Posted 7 months ago | by Ben Armstrong
US Space Force USSF Taps Xage Security for Data Protection
The United States Space Force, or USSF was born to fulfil the ambition of protecting America's national power by focusing on space. Space Force’s leader and the U.S. Air Force Research Lab decided to hand this mission to blockchain firm Xage Security.
Xage Security recently confirmed in a statement that a contract was formed with the blockchain firm becoming an end-to-end data security system developer for the USSF. The company will use its blockchain-powered Xage Protection Fabric solution for this project.
According to the blockchain firm, Xage Security Fabric functions as a unified system that guarantees all systems to be protected and all entry efforts – and will also block a hackers' attempt to perform a data wipe.
USSF Goes with Xage
The USSF will take complete control over entry verification, and also secure satellites operation for both online and offline instances. The company will look after data protection for the entire operation.

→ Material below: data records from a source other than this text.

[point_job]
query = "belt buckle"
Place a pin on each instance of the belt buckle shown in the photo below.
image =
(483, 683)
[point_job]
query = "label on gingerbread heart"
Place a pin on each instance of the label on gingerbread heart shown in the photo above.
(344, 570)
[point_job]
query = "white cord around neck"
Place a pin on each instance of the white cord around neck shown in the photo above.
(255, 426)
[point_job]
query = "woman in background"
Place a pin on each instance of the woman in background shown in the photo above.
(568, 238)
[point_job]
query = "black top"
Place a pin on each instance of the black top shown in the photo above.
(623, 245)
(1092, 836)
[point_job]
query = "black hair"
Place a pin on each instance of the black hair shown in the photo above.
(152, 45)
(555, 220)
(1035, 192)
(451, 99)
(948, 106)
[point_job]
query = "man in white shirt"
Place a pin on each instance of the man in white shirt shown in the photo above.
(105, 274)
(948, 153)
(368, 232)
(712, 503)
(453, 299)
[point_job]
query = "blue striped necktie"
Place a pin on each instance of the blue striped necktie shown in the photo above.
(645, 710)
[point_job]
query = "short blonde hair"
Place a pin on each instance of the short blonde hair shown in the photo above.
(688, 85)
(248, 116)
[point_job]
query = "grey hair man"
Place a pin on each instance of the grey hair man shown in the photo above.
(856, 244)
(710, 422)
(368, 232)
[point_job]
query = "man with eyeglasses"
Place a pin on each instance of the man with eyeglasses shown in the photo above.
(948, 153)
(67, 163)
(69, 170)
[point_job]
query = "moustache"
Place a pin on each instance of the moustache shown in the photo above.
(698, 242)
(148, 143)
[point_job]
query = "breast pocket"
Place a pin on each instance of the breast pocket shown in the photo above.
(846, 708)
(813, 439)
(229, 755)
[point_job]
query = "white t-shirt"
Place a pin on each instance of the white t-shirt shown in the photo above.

It’s not the first time that Xage Security has been awarded a contract from the US Air Force, and the company is ready for more work.
The USSF's target mission is to protect space and build military space systems. Space infrastructure and vehicles (satellites and spacecraft) operate together for outer space duties, as stated by the University of Illinois.
Since many space systems' key focus is on communication and geographical positioning, the data transitioned becomes extremely valuable.
Time for Space Force!
CEO Duncan Greatwood said that blockchain fulfills many of complex requirements for the USSF,
“The USSF requires decentralized enforcement of security to establish space domain resilience and objective situational awareness––across every asset and data element. We built the Xage solution to serve the needs of complex critical infrastructure systems, and are excited to bring the Xage solution to the Space Force in the form of a blockchain-protected space system security.”
The U.S. Department of Defense has a longstanding interest in blockchain.
A contract to develop a security system for sensitive research and development data was also issued to the Indiana-based blockchain company Simba Chain in March. Since 2019, the nascent technology has also been deeply engaged with the Defense Advanced Research Projects Agency or DARPA.